Den folgenden Text möchte ich ans Ende meiner Bücher stellen. Es ist ein kleines Dankeschön an meine Leser, ohne die das Schreiben sinnlos wäre.

An meine Leser
Wenn Sie diesen Text lesen, haben Sie mein Buch beendet. Ich danke Ihnen ganz herzlich für den Kauf meines Romans, aber mehr noch für Ihr Interesse, die Geschichte bis zum Schluss zu lesen. Aus über 3 Mio. Titeln auf dem deutschsprachigen Buchmarkt haben Sie meinen ausgewählt. Das erfüllt mich mit Stolz und Dankbarkeit.
Wer schreibt, betritt eine andere Welt. Die Welt der Fantasie. Dort gelten andere Regeln als in der Wirklichkeit. Man könnte auch sagen: Die vertrauten Regeln verblassen wie im Traum. Wenn wir die Augen schließen und unsere Vorstellungskraft walten lassen, zerfließen die Grenzen der Realität. Wir schweben in der Schwerelosigkeit der Gedankenwelt und betrachten voller Erstaunen die Schätze auf dem tiefen Grund der Seele. Diese Welt ist die Quelle der Kreativität und der Ursprung kultureller Schöpfungskraft.

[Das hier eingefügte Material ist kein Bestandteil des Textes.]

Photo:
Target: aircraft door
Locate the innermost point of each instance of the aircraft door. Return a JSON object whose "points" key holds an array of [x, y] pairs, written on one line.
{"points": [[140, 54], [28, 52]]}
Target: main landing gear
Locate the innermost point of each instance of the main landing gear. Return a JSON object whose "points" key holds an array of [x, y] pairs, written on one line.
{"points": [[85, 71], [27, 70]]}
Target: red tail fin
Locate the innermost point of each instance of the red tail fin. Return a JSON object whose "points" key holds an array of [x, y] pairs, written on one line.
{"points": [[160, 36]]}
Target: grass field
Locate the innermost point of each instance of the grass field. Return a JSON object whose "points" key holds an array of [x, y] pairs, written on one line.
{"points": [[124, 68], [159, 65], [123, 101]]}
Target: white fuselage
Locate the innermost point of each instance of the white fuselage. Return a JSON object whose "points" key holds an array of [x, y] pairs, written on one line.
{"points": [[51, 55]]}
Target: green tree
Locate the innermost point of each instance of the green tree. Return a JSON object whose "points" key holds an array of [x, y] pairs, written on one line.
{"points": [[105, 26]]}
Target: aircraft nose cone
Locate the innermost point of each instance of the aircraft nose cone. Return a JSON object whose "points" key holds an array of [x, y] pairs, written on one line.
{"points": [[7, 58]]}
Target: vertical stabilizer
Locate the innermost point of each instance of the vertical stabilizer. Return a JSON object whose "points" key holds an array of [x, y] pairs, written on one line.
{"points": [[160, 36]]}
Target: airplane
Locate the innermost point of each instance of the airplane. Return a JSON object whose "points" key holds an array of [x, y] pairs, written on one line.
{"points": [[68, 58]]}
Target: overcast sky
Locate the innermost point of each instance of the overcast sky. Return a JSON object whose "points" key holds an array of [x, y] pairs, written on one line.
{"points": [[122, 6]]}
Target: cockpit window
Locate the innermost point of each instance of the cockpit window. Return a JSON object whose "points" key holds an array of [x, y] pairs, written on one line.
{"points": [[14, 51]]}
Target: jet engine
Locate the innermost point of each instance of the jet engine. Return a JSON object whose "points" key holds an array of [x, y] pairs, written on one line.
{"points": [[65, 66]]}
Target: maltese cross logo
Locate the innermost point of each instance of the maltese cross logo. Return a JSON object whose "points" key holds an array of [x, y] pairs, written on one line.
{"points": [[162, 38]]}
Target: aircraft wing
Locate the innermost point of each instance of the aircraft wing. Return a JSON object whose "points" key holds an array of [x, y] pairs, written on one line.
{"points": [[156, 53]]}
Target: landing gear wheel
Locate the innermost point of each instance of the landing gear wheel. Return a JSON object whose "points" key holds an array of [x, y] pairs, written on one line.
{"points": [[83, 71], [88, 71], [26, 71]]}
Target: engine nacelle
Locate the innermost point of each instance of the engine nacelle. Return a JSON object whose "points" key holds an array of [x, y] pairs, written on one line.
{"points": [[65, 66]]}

In der Sphäre der Gedanken gibt es keine Mauern, die uns den Weg versperren, und keine Schwerkraft, die uns bindet. Wir können an jeden Ort der Welt reisen, in die Zukunft oder Vergangenheit blicken, Gedanken lesen und mit Verstorbenen reden, zum Mond fliegen oder die Sonne umkreisen. In der Vorstellung ist nichts unmöglich, und nichts ist kostbarer als unsere Fähigkeit, die Grenzen der Realität kraft unserer Träume zu überwinden.
Autoren verbringen viel Zeit in der Welt der Gedanken. Die meisten sind in dieser besonderen Schwerelosigkeit aufgewachsen und fühlen sich im Universum der unbegrenzten Möglichkeiten heimisch. Sie sind darin geübt, den Ozean der Ideen hinabzutauchen und die Perlen aus dem Sand zu sieben. Autoren ordnen das Ungeordnete und begrenzen das Grenzenlose. Sie schaffen gangbare Pfade im Land der Fantasie.
Doch Autoren brauchen Leser, die gewillt sind, mit ihnen auf Reise zu gehen. Erst in der Fantasie des Lesers erwacht ein Text zum Leben. In diesem Augenblick erwecken Sie diese Zeilen aus einem todesähnlichen Schlaf. In Ihren Gedanken erhalten meine Worte eine Stimme. Und auf dieselbe Weise hauchten Sie meiner Geschichte Leben ein. Dieser Zauber ist nur möglich, wenn Autor und Leser zusammenfinden. Daher möchte ich Ihnen nochmals danken, dass Sie meinen Roman gelesen haben.